Ketua Bidang PTKP PB HMI, Abdul Hakim El, menegaskan bahwa peristiwa ini menjadi bukti kegagalan kepolisian di bawah kepemimpinan Kapolri Jenderal Listyo Sigit Prabowo dan Kapolda Metro Jaya Irjen Asep Edi Suheri dalam menjaga keamanan secara profesional.
“Darah di jalanan Jakarta hari ini menunjukkan kegagalan Polri membangun institusi yang profesional dan humanis. Kapolri dan Kapolda Metro Jaya harus bertanggung jawab dan segera mundur dari jabatannya,” tegas Abdul Hakim dalam siaran pers yang diterima redaksi, Kamis (28/8/2025).
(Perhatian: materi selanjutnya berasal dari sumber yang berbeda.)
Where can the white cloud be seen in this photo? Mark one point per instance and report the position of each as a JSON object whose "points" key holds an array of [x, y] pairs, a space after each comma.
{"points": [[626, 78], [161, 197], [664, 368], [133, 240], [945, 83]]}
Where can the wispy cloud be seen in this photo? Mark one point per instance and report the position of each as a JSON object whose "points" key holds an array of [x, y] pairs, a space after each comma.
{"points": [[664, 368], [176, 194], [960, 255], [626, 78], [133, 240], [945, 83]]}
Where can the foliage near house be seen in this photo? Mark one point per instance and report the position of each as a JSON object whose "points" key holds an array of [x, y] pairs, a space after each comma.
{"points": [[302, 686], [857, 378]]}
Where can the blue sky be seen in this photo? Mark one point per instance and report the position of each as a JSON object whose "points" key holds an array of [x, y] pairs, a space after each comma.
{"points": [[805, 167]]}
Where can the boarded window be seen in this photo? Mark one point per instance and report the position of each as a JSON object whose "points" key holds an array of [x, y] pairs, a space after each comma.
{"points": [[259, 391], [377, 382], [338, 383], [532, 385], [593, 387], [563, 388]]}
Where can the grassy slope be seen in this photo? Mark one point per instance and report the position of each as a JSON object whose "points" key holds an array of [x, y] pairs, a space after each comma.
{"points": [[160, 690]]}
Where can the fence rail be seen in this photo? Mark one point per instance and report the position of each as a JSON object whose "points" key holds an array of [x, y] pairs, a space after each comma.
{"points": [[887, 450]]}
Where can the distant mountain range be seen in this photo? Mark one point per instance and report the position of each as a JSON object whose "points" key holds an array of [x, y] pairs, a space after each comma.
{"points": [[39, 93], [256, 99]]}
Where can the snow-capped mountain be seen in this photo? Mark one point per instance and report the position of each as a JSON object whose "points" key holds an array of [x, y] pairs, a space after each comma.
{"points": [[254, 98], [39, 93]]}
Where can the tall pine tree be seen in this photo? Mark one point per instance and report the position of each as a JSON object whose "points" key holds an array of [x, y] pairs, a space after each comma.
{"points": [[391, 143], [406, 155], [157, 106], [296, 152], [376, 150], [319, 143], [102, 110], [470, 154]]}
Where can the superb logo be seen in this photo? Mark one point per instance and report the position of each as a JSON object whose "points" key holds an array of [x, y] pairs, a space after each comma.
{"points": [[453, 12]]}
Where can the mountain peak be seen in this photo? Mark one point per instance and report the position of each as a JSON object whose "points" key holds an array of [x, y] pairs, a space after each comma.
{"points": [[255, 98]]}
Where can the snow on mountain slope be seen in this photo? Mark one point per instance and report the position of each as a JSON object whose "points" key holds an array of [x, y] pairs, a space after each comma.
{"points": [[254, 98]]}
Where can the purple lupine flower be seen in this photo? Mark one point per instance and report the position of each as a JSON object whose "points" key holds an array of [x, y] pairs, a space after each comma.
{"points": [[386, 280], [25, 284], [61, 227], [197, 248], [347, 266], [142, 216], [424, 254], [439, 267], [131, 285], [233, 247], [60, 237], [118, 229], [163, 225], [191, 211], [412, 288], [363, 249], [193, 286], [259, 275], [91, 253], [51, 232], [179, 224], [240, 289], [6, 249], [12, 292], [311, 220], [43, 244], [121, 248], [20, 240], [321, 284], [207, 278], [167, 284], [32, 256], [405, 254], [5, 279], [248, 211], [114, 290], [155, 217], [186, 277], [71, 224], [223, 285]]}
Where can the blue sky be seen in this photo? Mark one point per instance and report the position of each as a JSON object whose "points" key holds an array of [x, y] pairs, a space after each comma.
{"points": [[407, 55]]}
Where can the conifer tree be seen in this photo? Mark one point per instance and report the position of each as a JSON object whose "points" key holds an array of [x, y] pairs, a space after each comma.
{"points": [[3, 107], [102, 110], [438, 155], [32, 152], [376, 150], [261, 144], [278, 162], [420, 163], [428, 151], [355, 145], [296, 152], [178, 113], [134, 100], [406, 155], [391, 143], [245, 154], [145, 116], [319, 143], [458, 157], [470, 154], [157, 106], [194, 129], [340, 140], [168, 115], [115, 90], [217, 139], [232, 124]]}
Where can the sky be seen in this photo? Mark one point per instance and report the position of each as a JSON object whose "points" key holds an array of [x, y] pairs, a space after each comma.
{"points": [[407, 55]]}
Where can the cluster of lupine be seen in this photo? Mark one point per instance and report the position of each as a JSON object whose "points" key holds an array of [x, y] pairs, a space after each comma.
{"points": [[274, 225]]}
PB HMI juga menyoroti tren kekerasan kepolisian sepanjang 2025. Berdasarkan catatan mereka, sejak Januari hingga Agustus tahun ini terdapat 30 kasus pelanggaran yang melibatkan aparat, mulai dari penganiayaan, penangkapan sewenang-wenang, penembakan, hingga tabrak lari yang merenggut nyawa.
“Kekerasan yang dipertontonkan secara nyata ini bukanlah kasus pertama. Dalam tiga hari terakhir saja, lebih dari 300 orang ditangkap tanpa prosedur yang jelas. Ini jelas bentuk excessive use of power yang melanggar hak asasi manusia,” tambah Abdul Hakim.
Dalam pernyataannya, PB HMI menyampaikan empat tuntutan. Pertama, mendesak Kapolri dan Kapolda Metro mundur serta meminta maaf kepada keluarga korban. Kedua, mendorong pemerintah, DPR, dan Polri memperkuat lembaga pengawasan seperti Kompolnas demi menjamin akuntabilitas kepolisian. Ketiga, segera mengadili dan memproses hukum pelaku tabrak lari. Keempat, menghentikan praktik kekerasan dalam penanganan demonstrasi warga sipil.
PB HMI menekankan bahwa Presiden dan DPR tidak bisa menutup mata atas tragedi ini. Insiden berdarah di Jakarta harus dijadikan alarm untuk reformasi menyeluruh di tubuh Polri, baik pada aspek regulasi maupun pembangunan sumber daya manusia.
“Presiden harus mengambil sikap tegas. Reformasi kepolisian tidak bisa lagi ditunda. Jika tidak, maka korban-korban berikutnya hanya tinggal menunggu waktu,” pungkas Abdul Hakim (RED).